As I tried to think myself deeper into the web, I felt more assured than at any time in the past 36 hours or so. I started to set my plans. What little remaining sleep I managed was punctuated with all sorts of schemes, which eventually crystallised into clear and determined intentions.

Peter and I breakfasted together, then I packed away my gear into the car which I backed out of the garage. It now stood proudly on the drive, defiant against the intrusion of the small hours. Daylight confirmed that the only damage was to the garage window and sill and on my way out of town I deposited Peter at a police station for him to report the incident.

Being a Sunday morning, the roads were fairly quiet and I was able to keep looking in my rear view mirror until I saw what I had anticipated: the car of the night before. It was not obviously following me - being some distance behind with a couple of cars in between - but as I began to implement the plans I had made to lose this follower, by zig-zagging through the city, it became more obvious that I was being followed. Every time I turned a corner I would see in my mirror, a few seconds later, my pursuer also swing round behind me.

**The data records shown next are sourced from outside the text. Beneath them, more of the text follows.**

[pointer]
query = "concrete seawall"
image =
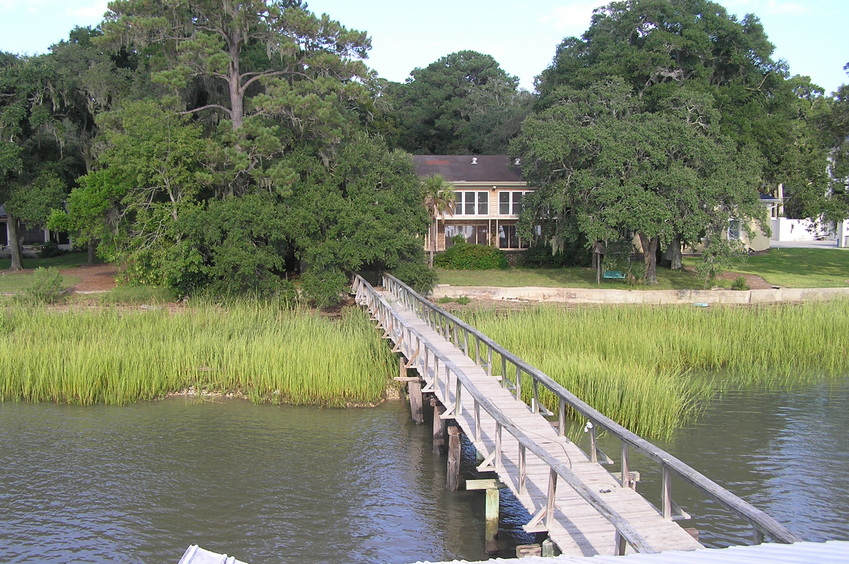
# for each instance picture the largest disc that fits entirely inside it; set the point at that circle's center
(598, 296)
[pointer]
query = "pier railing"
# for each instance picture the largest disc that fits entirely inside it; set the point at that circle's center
(442, 369)
(516, 374)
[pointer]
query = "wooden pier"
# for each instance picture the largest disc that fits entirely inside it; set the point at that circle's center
(483, 388)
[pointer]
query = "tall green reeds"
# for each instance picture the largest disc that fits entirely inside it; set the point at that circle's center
(118, 356)
(652, 367)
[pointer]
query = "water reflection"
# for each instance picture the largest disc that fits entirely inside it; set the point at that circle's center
(787, 453)
(263, 483)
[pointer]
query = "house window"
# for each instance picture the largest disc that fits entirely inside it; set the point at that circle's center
(473, 234)
(32, 235)
(510, 203)
(734, 230)
(471, 203)
(508, 238)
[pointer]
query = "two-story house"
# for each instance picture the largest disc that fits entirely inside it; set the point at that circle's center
(488, 198)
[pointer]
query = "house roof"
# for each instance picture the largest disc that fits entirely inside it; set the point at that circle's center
(469, 168)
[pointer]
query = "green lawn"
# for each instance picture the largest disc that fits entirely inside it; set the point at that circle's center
(561, 278)
(801, 268)
(68, 260)
(15, 282)
(795, 268)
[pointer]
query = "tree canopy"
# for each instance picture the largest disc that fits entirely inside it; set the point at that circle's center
(680, 88)
(243, 152)
(463, 103)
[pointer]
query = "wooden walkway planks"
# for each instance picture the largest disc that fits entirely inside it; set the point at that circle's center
(576, 527)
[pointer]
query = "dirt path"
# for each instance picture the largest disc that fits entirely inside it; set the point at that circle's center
(97, 278)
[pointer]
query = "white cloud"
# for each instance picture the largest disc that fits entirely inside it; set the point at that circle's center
(573, 18)
(767, 7)
(90, 11)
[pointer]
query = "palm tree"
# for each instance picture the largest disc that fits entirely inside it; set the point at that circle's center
(439, 198)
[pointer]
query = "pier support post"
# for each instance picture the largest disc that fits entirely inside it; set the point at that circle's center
(490, 542)
(453, 480)
(492, 501)
(438, 426)
(414, 392)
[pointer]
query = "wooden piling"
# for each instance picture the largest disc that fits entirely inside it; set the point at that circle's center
(438, 426)
(453, 479)
(492, 488)
(414, 392)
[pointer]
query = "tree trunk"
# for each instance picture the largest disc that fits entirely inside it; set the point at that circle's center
(432, 243)
(650, 245)
(14, 242)
(90, 253)
(237, 96)
(673, 253)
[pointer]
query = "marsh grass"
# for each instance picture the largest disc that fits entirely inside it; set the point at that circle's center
(117, 356)
(653, 368)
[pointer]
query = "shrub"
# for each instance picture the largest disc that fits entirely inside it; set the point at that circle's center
(472, 257)
(740, 283)
(417, 275)
(46, 286)
(50, 250)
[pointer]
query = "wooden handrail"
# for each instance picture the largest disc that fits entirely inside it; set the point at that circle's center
(759, 520)
(622, 526)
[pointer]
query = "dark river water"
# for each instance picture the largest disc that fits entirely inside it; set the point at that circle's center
(284, 484)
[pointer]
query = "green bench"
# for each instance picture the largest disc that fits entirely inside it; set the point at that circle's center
(613, 274)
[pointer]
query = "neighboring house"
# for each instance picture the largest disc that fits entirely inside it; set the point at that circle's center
(809, 229)
(755, 239)
(489, 190)
(31, 235)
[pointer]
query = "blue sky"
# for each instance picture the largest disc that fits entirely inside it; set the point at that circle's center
(811, 35)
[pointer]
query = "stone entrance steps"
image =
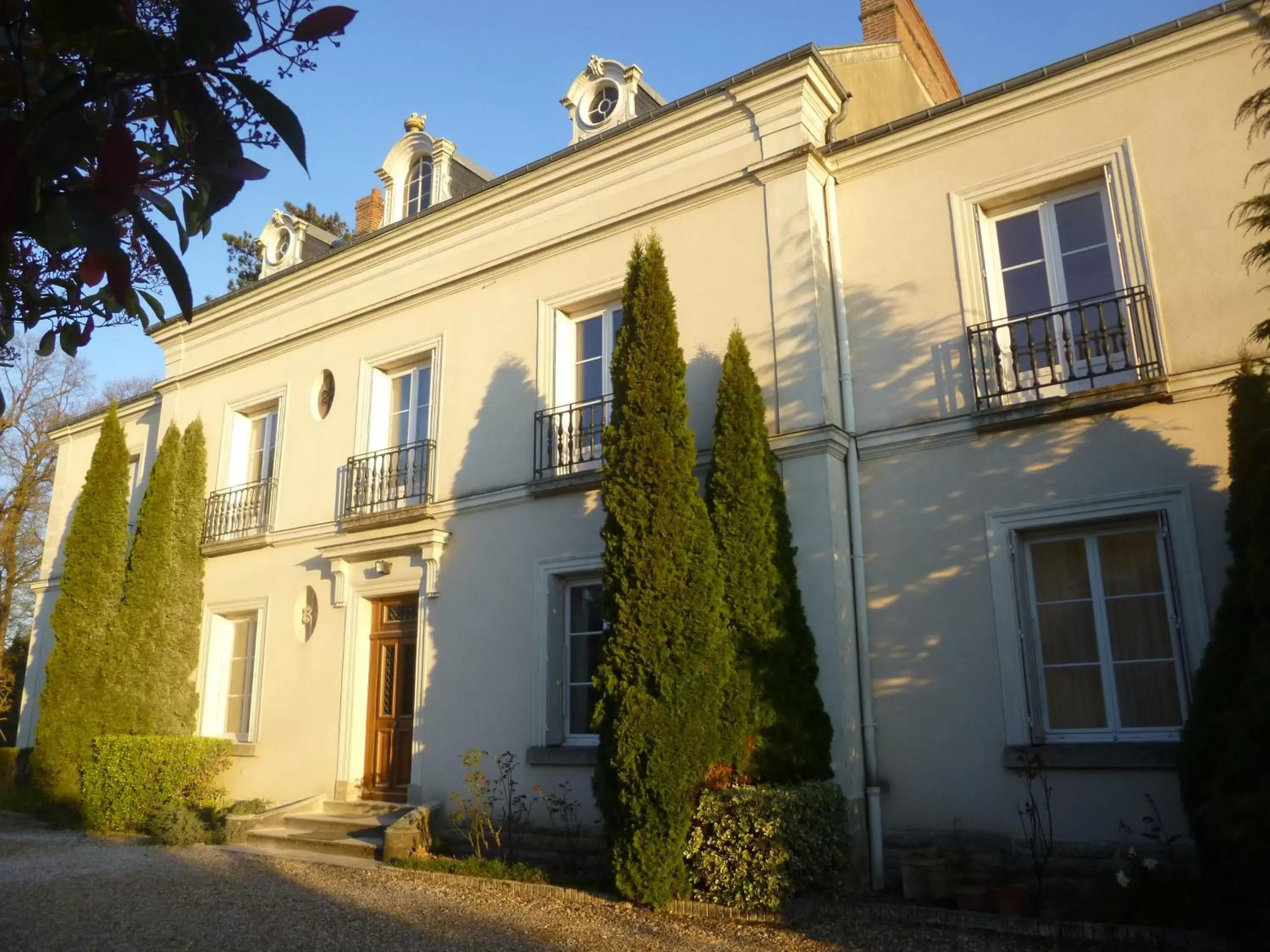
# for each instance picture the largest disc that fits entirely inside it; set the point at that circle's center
(352, 831)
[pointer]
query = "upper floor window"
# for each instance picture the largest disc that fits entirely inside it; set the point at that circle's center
(418, 186)
(1104, 634)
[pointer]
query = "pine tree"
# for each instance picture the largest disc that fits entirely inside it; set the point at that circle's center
(177, 713)
(1225, 758)
(148, 592)
(77, 705)
(665, 660)
(784, 730)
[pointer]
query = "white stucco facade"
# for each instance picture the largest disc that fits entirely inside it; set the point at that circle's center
(771, 228)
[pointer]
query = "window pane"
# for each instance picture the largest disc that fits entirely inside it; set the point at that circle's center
(591, 338)
(1061, 570)
(1088, 275)
(1131, 564)
(1140, 627)
(1019, 239)
(585, 608)
(583, 658)
(1147, 695)
(591, 380)
(1080, 223)
(582, 704)
(1027, 290)
(1067, 633)
(1075, 699)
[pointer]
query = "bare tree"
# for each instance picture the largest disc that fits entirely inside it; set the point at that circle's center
(45, 394)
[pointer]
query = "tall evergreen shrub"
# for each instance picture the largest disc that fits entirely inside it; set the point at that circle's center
(666, 659)
(1225, 757)
(149, 592)
(775, 699)
(77, 704)
(178, 710)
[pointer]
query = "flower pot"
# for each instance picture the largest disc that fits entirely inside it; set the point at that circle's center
(1010, 900)
(939, 883)
(973, 898)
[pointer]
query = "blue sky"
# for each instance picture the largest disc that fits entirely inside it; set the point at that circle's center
(489, 78)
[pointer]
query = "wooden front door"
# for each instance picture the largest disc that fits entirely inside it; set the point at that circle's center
(390, 710)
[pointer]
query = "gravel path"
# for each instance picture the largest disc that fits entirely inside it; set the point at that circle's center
(63, 890)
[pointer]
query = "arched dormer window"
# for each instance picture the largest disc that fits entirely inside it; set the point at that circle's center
(418, 186)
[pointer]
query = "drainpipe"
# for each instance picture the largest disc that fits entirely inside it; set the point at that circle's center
(873, 790)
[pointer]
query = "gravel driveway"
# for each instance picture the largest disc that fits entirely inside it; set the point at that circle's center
(63, 890)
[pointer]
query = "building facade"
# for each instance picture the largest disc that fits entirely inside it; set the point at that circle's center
(990, 332)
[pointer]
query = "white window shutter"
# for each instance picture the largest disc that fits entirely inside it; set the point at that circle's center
(567, 357)
(240, 447)
(220, 639)
(381, 395)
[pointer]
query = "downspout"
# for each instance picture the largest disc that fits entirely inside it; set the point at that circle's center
(869, 728)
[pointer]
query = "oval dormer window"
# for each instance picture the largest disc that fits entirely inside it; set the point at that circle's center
(418, 187)
(604, 102)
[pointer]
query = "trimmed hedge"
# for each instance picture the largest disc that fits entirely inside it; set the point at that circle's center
(760, 847)
(131, 777)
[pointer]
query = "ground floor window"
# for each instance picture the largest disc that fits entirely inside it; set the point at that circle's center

The thrill of the chase started my adrenalin pumping. I speeded up; I took sharp corners without indicating; I raced for traffic lights hoping they would turn to red immediately behind me. Still I was doggedly followed, until we came to a large roundabout where mercifully there was rather more traffic including, unusually for a Sunday, a couple of approaching lorries. I tore towards this roundabout keeping watch all the time on the stream of traffic nearing it. There was no way I could ordinarily have joined this flow but I kept up my momentum and at the last second shot through a gap between a lorry and a van. Instantly I saw headlights flash, fists raised; heard squealing brakes and horns sounding; smelt the acrid smell of burning rubber as the van braked hard. Another few seconds and that was all behind me as I drove almost on two wheels round that roundabout and shot down one of the exit roads. My heart was pounding.

At the next road junction, which I was upon very quickly, I turned left and then immediately off to the right again on a smaller road. For the first time since the roundabout I dared to look in my rear view mirror: this time no car came round the corner behind me. Before very much longer I was hopelessly lost in a sprawling housing estate but eventually, feeling very sure of myself, I managed to get back on track and started climbing out of the city towards Derbyshire.